Common mistakes when designing an active notch filter
- Ignoring tolerance: The calculated center frequency may be perfect on paper but wrong in hardware if capacitor tolerance is wide.
- Using a very high Q with low-precision components: This often leads to a narrow but disappointing notch depth.
- Choosing an op-amp with inadequate bandwidth or output drive: The active stage still has to support the intended frequency response.
- Not accounting for source and load impedances: Real filter behavior can deviate if surrounding stages disturb the topology.
- Assuming line hum is only a single tone: Harmonics at 100 Hz, 120 Hz, 150 Hz, and beyond may remain after the fundamental is removed.
When an active notch filter is better than digital filtering
Digital filtering is powerful, but analog notch filtering still matters. If the interference is large enough to saturate or consume dynamic range before the ADC, you should reduce it in analog hardware first.
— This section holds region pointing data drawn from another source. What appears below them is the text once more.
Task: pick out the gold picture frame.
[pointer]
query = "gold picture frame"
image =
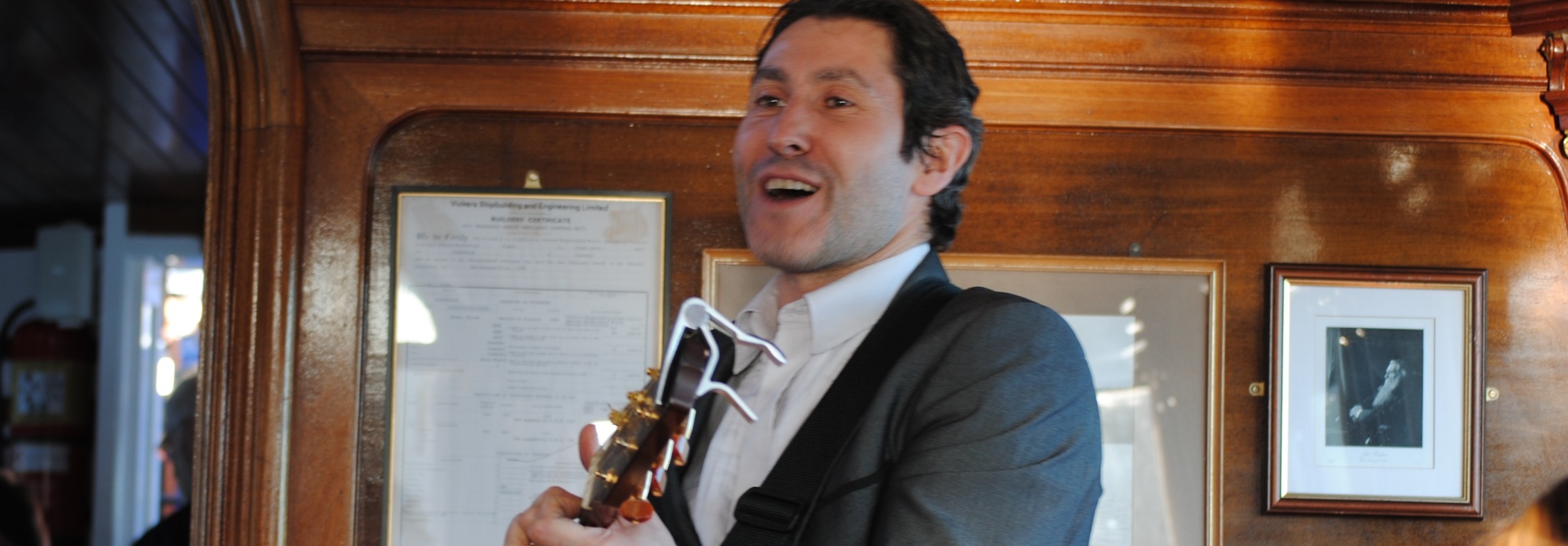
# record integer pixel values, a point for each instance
(1376, 390)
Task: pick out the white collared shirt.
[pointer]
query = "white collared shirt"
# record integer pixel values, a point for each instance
(817, 335)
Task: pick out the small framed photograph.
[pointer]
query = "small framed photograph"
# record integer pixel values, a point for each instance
(1376, 390)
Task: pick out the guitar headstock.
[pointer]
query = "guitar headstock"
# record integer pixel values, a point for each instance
(631, 468)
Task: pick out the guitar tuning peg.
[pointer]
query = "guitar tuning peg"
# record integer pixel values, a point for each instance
(637, 511)
(639, 397)
(658, 488)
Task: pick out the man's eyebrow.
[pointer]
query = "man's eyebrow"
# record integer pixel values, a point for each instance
(770, 74)
(775, 74)
(849, 76)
Analog notch filters are also useful in low-power systems, latency-sensitive designs, and continuous-time monitoring paths where digitization happens later in the signal chain.
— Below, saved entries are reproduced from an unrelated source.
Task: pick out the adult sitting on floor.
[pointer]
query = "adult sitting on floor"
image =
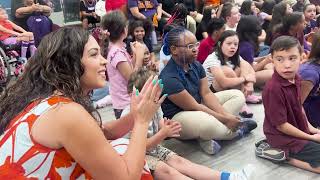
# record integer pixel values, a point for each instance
(203, 115)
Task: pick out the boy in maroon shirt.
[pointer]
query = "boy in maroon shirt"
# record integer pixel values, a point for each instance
(286, 126)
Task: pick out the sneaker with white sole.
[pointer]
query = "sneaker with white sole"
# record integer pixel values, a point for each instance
(244, 174)
(210, 146)
(246, 126)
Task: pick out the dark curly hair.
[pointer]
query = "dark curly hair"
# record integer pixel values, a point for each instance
(56, 66)
(235, 60)
(246, 8)
(249, 29)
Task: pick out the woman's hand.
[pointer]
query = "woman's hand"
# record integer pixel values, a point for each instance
(250, 77)
(170, 128)
(146, 103)
(247, 89)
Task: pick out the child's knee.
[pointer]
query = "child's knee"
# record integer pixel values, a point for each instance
(176, 160)
(164, 170)
(228, 71)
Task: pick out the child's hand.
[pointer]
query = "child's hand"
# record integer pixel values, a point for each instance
(316, 137)
(137, 50)
(170, 128)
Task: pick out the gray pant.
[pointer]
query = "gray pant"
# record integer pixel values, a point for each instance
(198, 124)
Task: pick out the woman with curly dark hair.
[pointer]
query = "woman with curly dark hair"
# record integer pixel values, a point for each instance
(48, 127)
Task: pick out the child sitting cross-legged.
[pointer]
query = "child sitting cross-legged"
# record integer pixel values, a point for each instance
(286, 126)
(164, 163)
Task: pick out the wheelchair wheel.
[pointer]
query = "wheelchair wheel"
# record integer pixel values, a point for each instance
(5, 70)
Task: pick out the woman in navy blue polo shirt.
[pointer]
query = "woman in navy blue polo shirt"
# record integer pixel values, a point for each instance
(203, 115)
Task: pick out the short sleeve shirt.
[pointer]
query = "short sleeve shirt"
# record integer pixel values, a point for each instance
(246, 51)
(147, 7)
(282, 104)
(205, 48)
(213, 61)
(175, 80)
(311, 72)
(118, 84)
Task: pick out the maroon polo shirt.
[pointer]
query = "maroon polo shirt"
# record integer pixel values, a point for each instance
(282, 103)
(205, 48)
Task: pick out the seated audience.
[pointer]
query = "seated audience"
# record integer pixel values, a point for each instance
(292, 25)
(215, 28)
(100, 8)
(226, 69)
(88, 13)
(265, 15)
(309, 12)
(278, 13)
(310, 83)
(286, 126)
(230, 13)
(56, 132)
(121, 64)
(208, 13)
(249, 31)
(203, 115)
(165, 163)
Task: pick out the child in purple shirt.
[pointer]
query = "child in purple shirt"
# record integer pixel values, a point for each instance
(286, 126)
(310, 89)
That said, many modern systems use a hybrid approach: an analog notch or prefilter to improve front-end robustness, followed by digital cleanup for adaptive or harmonic suppression. The calculator on this page is particularly useful during the analog design phase, when selecting values for the front-end stage.
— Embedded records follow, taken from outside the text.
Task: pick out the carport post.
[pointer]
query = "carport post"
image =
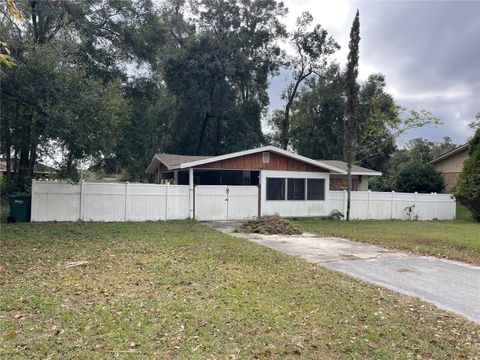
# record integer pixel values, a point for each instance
(191, 193)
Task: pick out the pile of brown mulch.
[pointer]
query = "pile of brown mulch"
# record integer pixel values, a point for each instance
(269, 225)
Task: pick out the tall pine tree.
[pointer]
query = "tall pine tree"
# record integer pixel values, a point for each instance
(351, 122)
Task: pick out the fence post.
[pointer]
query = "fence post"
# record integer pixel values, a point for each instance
(191, 194)
(392, 204)
(166, 200)
(368, 204)
(32, 213)
(126, 202)
(454, 207)
(415, 204)
(82, 199)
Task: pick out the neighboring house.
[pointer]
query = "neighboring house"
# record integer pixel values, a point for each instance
(450, 165)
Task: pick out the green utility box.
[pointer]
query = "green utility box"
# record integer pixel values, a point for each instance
(20, 206)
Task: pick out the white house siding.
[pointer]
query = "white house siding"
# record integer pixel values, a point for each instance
(292, 208)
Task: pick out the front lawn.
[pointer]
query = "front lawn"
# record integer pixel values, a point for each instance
(182, 290)
(458, 239)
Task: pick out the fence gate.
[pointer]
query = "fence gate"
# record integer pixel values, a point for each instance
(222, 202)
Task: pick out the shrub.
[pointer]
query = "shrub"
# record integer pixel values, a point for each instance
(418, 177)
(268, 225)
(467, 189)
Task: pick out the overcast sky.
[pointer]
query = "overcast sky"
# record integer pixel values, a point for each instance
(428, 51)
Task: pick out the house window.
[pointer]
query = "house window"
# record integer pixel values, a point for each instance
(316, 189)
(275, 189)
(265, 157)
(296, 189)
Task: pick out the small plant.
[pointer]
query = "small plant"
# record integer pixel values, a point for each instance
(336, 215)
(410, 212)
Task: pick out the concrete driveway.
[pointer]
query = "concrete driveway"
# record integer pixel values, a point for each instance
(450, 285)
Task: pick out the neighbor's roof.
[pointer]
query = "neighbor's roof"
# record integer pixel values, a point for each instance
(450, 153)
(177, 162)
(356, 170)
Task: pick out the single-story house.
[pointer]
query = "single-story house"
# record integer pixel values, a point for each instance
(450, 165)
(278, 180)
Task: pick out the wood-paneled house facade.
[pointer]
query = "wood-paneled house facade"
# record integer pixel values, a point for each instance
(280, 174)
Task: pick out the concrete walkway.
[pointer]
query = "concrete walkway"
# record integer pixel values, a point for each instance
(450, 285)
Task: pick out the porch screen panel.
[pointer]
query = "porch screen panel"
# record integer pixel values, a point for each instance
(275, 189)
(316, 189)
(296, 189)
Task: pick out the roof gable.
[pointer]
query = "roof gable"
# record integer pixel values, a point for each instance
(450, 153)
(178, 162)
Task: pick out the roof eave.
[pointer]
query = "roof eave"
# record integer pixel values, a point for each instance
(449, 154)
(156, 159)
(257, 150)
Practical sourcing and validation recommendations
Use precision metal-film resistors when notch depth matters. Select stable capacitor dielectric types, especially if the notch must remain accurate across temperature. After building the circuit, validate it with a sweep or a network analyzer rather than relying only on nominal values. Measure the actual notch frequency and attenuation depth. Small adjustments in resistor values may be needed to center the response exactly where desired.
For critical designs, consult trusted references from government and university sources. Relevant resources include NIST time and frequency materials, the MIT OpenCourseWare signals and systems curriculum, and biomedical noise-removal literature available through the U.S. National Library of Medicine and NIH. These sources help place notch filter design in the broader context of signal integrity, frequency stability, and measurement reliability.
Final takeaway
An active notch filter calculator is most valuable when you use it as a design decision tool, not just a formula engine. It connects component values to practical performance: where the notch lands, how wide it is, how much nearby signal may be affected, and how real component mismatch limits the depth you can achieve. If your goal is removing a known narrowband interference source without destroying the wanted signal, a properly tuned active notch filter is one of the cleanest solutions available.
Start with the exact interference frequency, choose realistic R and C values, set Q according to the amount of selectivity you need, and always check whether your tolerances support the attenuation target. With that approach, this calculator becomes a strong first-pass design companion for audio electronics, industrial instrumentation, sensor systems, and biomedical analog front ends.